Weeks of Pregnancy Amount of hCG in mIU/L
3 weeks 5 to 50
4 weeks 5 to 426
5 weeks 19 to 7,340
6 weeks 1,080 to 56,500
7 to 8 weeks 7,650 to 229,000
9 to 12 weeks 25,700 to 288,000


Just remember that the above are the ranges of “normal” and anything within those parameters are considered to be “normal”. If your numbers are off the chart or don’t fall within the range it is most likely that the pregnancy is fine and commonly your due date might just be off – or you could be carrying twins.  As long as your pregnancy is progressing normally and the numbers are increasing during your first trimester, don’t stress about the numbers at all. Any concerns, your practitioner will address at your appointment, sometimes a dating ultrasound early on will better confirm a viable pregnancy and more accurate dates.

blood test for pregnancyBlood tests at your first appointment with your practitioner are very common. In these initial blood tests you will be tested for your blood group, whether you are Rhesus positive or negative, your immunity to German measles (Rubella) and your hemoglobin levels. You will also be tested for hepatitis B, syphilis and HIV/AIDS. These blood test are very important and give your practitioner or caregiver pertinent information regarding your health and any possible problems that may arise during your pregnancy. If your partner is Rhesus positive and you are negative there is a good chance that your baby will be positive too and in that case your body may produce antibodies that will destroy the red blood cells in your baby. At around 28 weeks you will be given an injection which will prevent this from happening.

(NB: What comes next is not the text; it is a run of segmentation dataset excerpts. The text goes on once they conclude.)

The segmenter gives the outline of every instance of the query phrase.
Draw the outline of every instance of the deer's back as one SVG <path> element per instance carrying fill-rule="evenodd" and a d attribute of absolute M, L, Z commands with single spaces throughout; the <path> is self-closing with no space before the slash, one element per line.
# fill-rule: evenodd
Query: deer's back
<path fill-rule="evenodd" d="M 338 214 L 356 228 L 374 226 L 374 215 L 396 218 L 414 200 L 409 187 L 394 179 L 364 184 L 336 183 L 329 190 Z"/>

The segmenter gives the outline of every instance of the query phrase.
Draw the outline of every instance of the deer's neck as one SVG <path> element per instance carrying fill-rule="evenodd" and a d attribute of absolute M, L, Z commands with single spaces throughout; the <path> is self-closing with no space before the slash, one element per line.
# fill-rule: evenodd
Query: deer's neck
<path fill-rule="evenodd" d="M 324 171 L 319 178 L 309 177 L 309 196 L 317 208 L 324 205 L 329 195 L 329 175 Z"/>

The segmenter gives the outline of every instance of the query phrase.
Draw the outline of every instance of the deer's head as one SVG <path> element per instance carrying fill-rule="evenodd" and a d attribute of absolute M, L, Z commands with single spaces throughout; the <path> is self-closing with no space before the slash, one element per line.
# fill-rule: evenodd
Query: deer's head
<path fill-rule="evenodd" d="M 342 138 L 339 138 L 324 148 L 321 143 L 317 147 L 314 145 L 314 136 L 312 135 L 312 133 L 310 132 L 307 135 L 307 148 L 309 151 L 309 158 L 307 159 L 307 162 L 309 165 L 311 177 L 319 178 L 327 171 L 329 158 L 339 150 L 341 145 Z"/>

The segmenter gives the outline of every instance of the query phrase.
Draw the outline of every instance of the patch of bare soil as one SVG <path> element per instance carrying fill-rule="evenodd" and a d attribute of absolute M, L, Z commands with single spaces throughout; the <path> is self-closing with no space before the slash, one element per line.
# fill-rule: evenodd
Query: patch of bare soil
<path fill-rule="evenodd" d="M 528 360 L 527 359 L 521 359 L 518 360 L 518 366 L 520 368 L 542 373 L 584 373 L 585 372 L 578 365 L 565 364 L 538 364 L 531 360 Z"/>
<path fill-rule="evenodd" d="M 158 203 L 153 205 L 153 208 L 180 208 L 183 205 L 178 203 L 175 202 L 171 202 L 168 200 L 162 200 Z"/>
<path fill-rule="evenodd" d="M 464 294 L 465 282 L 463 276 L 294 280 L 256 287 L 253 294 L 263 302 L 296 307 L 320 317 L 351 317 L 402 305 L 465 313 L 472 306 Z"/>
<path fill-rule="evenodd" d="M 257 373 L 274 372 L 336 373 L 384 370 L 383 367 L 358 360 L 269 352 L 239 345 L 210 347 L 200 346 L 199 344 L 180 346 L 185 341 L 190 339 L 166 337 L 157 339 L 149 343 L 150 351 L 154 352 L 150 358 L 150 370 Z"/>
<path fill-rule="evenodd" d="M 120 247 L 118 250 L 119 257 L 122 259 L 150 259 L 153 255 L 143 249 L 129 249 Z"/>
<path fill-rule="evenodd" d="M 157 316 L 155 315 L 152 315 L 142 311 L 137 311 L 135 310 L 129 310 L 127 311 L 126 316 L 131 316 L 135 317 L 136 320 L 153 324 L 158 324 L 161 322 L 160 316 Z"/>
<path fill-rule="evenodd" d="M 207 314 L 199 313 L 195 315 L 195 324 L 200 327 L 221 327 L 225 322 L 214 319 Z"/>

Early on in your pregnancy you will be offered a few genetic tests. These are optional and it is strongly suggested that you discuss these tests with your family practitioner. The first is a triple screen test, this is a blood test that looks for three specific substances; AFP, HCG and Estroil. This is usually performed between fifteen and twenty weeks pregnant. This blood test has to take into consideration many factors in order to be accurate; the due date, mother’s age, ethnicity and family history to name a few. The triple screen tests checks for defects in the neural tube such as spina bifida, Trisomy 21 (Down’s syndrome) and Trisomy 18 (Edward’s syndrome). It is very important to remember that this is not a diagnostic test, but merely tests for the possible risk the mother has in carrying a baby with a genetic disorder. This test also has a probability of a false positive, so make sure to discuss with your practitioner the necessity of this test.  Another test is a nuchal translucency; this is used to determine the possibility of Down’s syndrome. This has a specific timeline that it has to be performed in and enables you to get the most accurate results. Your practitioner will send you for this test between eleven and fourteen weeks.  It is a detailed test including an ultrasound in combination with a blood test, when tested together the accuracy of the result increases to 90 percent.